A minimum POST request body could look like this:

JSON
{    "externalId": "my-own-identifier",    "name": "Client Company Inc",}

However, using all the options, it could look like this:

JSON
{    "externalId": "my-own-identifier",    "name": "Client Company Inc",    "tenantName": "John Doe", // optional    "tenantEmail": "j.doe@example.com", // optional    "tenantPassword": "averystrongpassword", // Optional    "tenantUserRole": "store-owner", // Optional    "groupName": "my-snapshot-group-name", // Optional}

After making the request, you will receive a response with status code 201 Created. This means your tenant creation request has been received and is queued for tenant provisioning.

Configuring tenant domain names#

When you create a tenant in WPCS (via the console or the API), the tenant will be given a base domain name. You can read more about domains here. Via the API, you can immediately provide a domain name that will be used as the main domain as soon as it verifies.

You can provide this domain name via the POST request body:

JSON
{    "externalId": "my-own-identifier",    "name": "Client Company Inc",    "tenantName": "John Doe",    "tenantEmail": "j.doe@example.com",    "customDomainName": "myexampledomain.com"}

After the tenant has been created, the provided domain is also created and the verification process starts.

Providing branded temporary domains#

When your tenant does not have its main domain yet (maybe it hasn't been bought yet or it still points to an old site), you might want to give tenants a prettier temporary domain than the one generated by WPCS. Say you sell your product under the domain name my-awesome-product.com, it could make sense to give your customers a temporary domain name like acmeinc.my-awesome-product.com.

Setting this up starts at your DNS provider.

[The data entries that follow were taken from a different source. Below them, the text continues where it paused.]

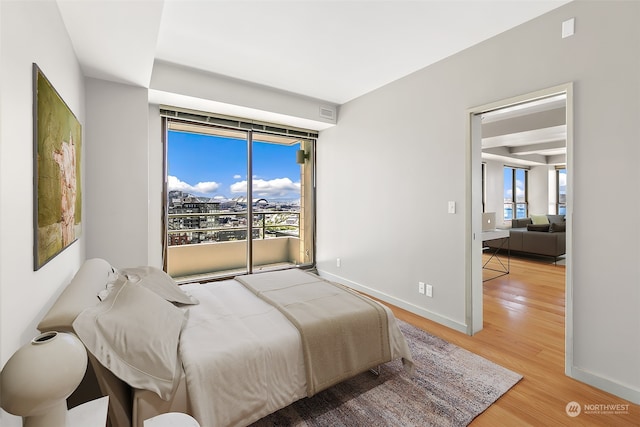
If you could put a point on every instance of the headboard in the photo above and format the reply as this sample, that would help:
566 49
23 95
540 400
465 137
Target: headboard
80 293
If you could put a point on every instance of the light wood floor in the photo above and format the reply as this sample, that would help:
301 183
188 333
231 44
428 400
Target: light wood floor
524 331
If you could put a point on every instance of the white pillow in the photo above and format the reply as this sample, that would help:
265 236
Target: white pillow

You can create a CNAME record for *.my-awesome-product.com which points to public.eu1.wpcs.io.

Next, set up your API calls to provide a unique customDomainName. You might choose to use your tenant's company name for example. If your tenant signs up with the company name 'John Doe Inc', you can provide the domain name johndoeinc.my-awesome-product.com. Your whole POST request might look like this:

JSON
{    "externalId": "11112222333334444",    "name": "John Doe Inc",    "tenantName": "John Doe",    "tenantEmail": "j.doe@johndoeinc.com",    "customDomainName": "johndoeinc.my-awesome-product.com"}

Because your DNS has already been set up with a CNAME record, this custom domain name will verify very quickly. Now, you can communicate a branded URL to your tenants!

Production versions#

When a tenant is created using the API, it will be created under the version that has been set as Production. If you've updated your product in a next version, tenants created via the API will only be provisioned under that next version after you've set it as Production. Go to the version detail screen, hit Actions and then Set as production.